神保町系オタオタ日記

自称「人間グーグル」

台北帝国大学附属図書館司書達の戦後


昭和20年8月、大日本帝国敗戦。すぐにでも内地へ引き揚げたい者が多かったであろうが、金関丈夫を始めとして、台北帝国大学の教官達の多くが留用されることとなる。

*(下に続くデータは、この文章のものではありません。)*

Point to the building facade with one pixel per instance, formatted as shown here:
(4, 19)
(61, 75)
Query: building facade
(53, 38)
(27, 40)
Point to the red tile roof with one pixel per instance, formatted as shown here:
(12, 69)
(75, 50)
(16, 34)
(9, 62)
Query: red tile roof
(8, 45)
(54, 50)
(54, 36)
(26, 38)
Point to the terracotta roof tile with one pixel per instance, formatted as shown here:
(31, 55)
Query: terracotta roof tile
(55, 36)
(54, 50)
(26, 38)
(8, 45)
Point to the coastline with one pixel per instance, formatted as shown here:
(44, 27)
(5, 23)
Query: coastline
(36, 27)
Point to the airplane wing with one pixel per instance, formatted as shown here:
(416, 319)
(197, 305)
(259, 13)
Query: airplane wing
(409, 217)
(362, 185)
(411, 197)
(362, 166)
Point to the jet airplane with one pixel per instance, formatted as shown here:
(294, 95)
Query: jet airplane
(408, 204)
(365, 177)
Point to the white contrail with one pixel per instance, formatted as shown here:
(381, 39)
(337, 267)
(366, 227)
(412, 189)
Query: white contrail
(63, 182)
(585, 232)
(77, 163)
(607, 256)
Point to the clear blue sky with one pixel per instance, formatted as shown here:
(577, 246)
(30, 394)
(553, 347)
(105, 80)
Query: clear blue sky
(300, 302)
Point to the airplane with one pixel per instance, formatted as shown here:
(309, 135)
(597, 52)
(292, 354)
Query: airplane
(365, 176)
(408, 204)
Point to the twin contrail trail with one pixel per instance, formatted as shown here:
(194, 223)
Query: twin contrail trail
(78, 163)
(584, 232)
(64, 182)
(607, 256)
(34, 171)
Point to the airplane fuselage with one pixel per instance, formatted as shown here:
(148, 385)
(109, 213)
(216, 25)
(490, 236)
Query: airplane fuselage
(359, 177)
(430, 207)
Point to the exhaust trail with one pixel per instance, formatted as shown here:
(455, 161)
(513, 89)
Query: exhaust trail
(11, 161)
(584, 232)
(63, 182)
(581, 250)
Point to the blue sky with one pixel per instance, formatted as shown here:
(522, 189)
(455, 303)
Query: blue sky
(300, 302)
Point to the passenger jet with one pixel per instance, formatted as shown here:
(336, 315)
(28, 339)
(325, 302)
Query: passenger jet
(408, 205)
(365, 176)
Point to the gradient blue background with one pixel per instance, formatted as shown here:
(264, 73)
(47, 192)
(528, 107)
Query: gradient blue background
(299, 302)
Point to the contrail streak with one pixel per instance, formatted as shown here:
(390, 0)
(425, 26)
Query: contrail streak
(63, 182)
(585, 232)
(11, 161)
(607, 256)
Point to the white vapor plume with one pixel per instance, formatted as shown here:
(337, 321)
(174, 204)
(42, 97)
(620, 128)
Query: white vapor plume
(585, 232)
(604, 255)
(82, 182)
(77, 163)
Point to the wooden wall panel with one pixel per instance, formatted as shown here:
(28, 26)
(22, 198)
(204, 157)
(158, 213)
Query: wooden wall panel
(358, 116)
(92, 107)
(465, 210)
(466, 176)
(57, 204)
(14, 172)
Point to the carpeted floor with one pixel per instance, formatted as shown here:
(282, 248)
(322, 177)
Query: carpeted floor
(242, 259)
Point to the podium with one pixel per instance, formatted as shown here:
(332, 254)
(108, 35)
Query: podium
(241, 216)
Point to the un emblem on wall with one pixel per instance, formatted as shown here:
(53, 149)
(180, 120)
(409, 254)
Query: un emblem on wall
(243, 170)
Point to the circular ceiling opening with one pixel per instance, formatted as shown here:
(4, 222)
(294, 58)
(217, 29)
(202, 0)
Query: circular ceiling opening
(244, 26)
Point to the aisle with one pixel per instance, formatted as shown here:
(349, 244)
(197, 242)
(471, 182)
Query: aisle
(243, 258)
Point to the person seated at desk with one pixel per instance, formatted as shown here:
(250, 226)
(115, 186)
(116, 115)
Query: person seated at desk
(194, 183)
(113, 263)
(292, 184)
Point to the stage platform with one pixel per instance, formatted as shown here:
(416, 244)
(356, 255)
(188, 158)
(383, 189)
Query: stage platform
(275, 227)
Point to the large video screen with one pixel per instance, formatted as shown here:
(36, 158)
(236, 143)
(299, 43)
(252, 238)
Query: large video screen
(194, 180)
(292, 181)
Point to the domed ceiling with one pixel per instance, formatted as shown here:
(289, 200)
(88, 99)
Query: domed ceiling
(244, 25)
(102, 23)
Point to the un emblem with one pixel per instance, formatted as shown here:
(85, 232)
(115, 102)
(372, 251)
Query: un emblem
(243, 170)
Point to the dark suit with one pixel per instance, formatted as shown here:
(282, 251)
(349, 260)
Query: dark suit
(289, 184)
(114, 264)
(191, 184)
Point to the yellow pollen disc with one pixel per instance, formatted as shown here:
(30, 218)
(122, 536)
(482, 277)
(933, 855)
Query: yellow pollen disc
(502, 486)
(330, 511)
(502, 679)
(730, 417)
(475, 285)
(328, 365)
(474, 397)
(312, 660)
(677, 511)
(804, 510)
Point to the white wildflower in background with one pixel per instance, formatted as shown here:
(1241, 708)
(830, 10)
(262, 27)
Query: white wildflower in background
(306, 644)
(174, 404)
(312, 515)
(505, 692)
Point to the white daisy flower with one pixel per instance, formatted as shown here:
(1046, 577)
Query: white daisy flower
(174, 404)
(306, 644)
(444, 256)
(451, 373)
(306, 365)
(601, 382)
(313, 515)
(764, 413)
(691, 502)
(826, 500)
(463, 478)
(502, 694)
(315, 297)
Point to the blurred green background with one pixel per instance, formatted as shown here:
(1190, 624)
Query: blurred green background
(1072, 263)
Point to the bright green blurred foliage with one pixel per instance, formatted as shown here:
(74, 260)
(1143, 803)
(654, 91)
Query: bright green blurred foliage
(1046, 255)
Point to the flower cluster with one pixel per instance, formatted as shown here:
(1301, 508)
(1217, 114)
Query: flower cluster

同大学附属図書館の司書もまた、その仲間となった。


京都帝国大学経済学部を出た星野弘四(45歳)は、国立台湾大学と名を改めた大学で引き続き図書館員として勤務。
森澤巖(45歳)は、第一高等学校卒業で、引き揚げ後は、広島大学本部図書館等に勤務することとなるが、彼もまた台湾大学図書館に留用されている。
佐藤経尚(41歳)は、京都中央佛教学院卒という変り種だが、同様に留用されている。


以上3名とは異なり、早稲田大学文学科を出た樋口末廣(45歳)は、台湾省編訳館に留用。樋口は、『読書相談』3巻3号(日本図書館協会、1951年3月)に「新聞切抜資料の作り方」を執筆しているから、彼も引き揚げ後、図書館に関係していたようだ。


台北帝国大学附属図書館で司書を務め、敗戦後も留用された4名の図書館員。この中に裏川大無と名乗った創刊号コレクターは含まれているであろうか。


(注)括弧内の年齢は昭和22年現在。